El profesor Calderón dejó el marcador y se acercó al escritorio.

—Por eso es importante entender el sistema de la ponderación y también sus límites. Te plantearé un caso extremo para mostrar que la cantidad de vidas no es la vara para medir la dignidad. Imagina lo siguiente: un avión con fallas debe aterrizar de emergencia, y el único espacio despejado es un complejo penitenciario. En el avión viaja una científica cuya investigación podría erradicar enfermedades catastróficas; en la prisión, cientos de reclusos, algunos peligrosos, otros no.

—¿Debemos derribar el avión para proteger a los presos? —prosiguió—. ¿O permitir el aterrizaje y asumir la posible muerte de varios internos? Si midiéramos esto como una ecuación, diríamos: “más vidas aquí, menos vidas allá”. Pero el derecho no permite decidir quién vive y quién muere basándose en cantidad ni en valor social. La ponderación no sustituye la dignidad humana por cálculos utilitaristas. Su función es evaluar medidas estatales, no jerarquizar vidas.

Sofía agregó:

—Entonces, profesor, ¿qué guía al Estado en un dilema así?
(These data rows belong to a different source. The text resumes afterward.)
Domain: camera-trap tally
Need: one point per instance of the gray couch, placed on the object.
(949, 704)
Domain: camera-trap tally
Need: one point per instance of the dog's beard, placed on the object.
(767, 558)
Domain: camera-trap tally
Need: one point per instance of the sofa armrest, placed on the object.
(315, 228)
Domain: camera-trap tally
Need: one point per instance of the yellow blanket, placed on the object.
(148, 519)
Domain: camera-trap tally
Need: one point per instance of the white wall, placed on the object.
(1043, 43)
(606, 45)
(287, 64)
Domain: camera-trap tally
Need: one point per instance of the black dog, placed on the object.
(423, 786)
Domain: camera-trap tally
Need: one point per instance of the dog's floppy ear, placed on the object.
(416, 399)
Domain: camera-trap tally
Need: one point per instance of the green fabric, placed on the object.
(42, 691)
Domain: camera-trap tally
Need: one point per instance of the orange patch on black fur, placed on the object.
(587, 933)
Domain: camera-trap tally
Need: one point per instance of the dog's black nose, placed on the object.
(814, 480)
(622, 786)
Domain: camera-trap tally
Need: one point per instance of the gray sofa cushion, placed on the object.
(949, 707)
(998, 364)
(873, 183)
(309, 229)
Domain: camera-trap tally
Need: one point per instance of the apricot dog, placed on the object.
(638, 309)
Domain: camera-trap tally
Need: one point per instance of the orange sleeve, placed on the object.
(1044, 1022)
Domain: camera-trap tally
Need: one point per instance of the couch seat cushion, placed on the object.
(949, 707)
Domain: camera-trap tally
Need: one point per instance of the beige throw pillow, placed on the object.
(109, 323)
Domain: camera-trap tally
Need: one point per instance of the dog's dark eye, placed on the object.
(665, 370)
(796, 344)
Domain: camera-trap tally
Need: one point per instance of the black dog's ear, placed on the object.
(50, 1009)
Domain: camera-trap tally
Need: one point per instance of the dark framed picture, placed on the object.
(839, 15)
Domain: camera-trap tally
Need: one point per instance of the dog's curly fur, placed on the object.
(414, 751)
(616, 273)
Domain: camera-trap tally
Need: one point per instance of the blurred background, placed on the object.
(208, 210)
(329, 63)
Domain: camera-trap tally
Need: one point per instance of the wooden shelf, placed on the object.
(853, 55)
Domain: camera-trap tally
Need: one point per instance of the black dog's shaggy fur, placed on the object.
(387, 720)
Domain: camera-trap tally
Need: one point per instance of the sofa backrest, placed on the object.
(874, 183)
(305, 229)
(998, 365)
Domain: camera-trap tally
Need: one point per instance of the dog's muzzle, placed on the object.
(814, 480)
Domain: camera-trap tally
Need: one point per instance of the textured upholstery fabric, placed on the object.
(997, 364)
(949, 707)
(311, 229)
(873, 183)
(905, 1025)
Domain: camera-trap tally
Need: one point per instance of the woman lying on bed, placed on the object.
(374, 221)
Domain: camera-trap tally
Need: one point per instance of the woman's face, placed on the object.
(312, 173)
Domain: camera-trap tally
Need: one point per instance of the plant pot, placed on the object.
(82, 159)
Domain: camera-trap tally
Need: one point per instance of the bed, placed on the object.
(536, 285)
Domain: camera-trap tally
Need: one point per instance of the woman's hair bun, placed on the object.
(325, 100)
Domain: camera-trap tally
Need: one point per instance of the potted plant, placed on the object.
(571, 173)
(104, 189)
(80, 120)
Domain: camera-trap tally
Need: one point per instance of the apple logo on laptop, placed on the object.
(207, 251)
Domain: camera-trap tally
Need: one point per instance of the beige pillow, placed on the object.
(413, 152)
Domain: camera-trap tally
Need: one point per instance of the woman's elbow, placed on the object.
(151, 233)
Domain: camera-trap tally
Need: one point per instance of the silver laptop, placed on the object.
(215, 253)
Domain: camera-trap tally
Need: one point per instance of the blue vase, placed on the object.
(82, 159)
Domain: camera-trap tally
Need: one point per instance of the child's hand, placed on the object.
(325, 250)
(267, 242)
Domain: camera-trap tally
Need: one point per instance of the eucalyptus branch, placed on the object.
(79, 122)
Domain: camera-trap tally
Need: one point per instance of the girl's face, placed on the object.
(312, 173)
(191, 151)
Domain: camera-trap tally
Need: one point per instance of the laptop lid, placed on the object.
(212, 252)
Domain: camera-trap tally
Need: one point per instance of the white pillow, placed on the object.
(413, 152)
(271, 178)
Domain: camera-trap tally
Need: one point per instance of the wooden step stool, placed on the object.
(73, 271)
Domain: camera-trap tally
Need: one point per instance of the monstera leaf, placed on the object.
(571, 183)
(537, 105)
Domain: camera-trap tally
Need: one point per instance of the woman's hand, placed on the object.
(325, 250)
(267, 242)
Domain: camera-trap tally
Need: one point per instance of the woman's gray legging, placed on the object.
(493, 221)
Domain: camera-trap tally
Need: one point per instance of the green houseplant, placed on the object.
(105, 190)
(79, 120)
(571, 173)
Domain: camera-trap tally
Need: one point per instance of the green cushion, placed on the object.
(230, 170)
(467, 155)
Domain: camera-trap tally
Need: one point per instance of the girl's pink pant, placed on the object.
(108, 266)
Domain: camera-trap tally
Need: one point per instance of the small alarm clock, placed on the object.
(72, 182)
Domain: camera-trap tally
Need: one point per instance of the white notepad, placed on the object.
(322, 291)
—Una regla simple, pero exigente —respondió—: ninguna persona puede ser tratada como sacrificable. El Estado puede tomar decisiones trágicas, pero nunca desde la idea de que ciertas vidas valen menos. Debe minimizar el daño, actuar con criterios de necesidad y proporcionalidad, y jamás instrumentalizar a nadie para salvar a otros.

Óscar frunció el ceño:

—Pero si eso es así… ¿entonces violar derechos nunca es una opción legítima?

—Nunca —dijo el profesor, sin titubeos—. Puede haber restricciones legales, puede haber tensiones entre bienes jurídicos, pero la violación deliberada de derechos no es una herramienta del Estado, sino un síntoma de su degradación. Un Estado que niega el debido proceso a quien considera enemigo no está protegiendo a las víctimas: está debilitando las mismas garantías que deberían protegerlas.

En ese instante, el timbre sonó con un eco metálico por los pasillos.

Los estudiantes recogieron sus cuadernos mientras Calderón concluía:

—Recuerden esto, estimados alumnos, especialmente hoy, Día de los Derechos Humanos: el verdadero test de una democracia no es cómo trata a quienes la honran, sino cómo trata a quienes la desafían. Si los derechos dejan de ser universales, dejan de ser derechos.

Y la clase terminó con un silencio reflexivo que valía más que cualquier examen.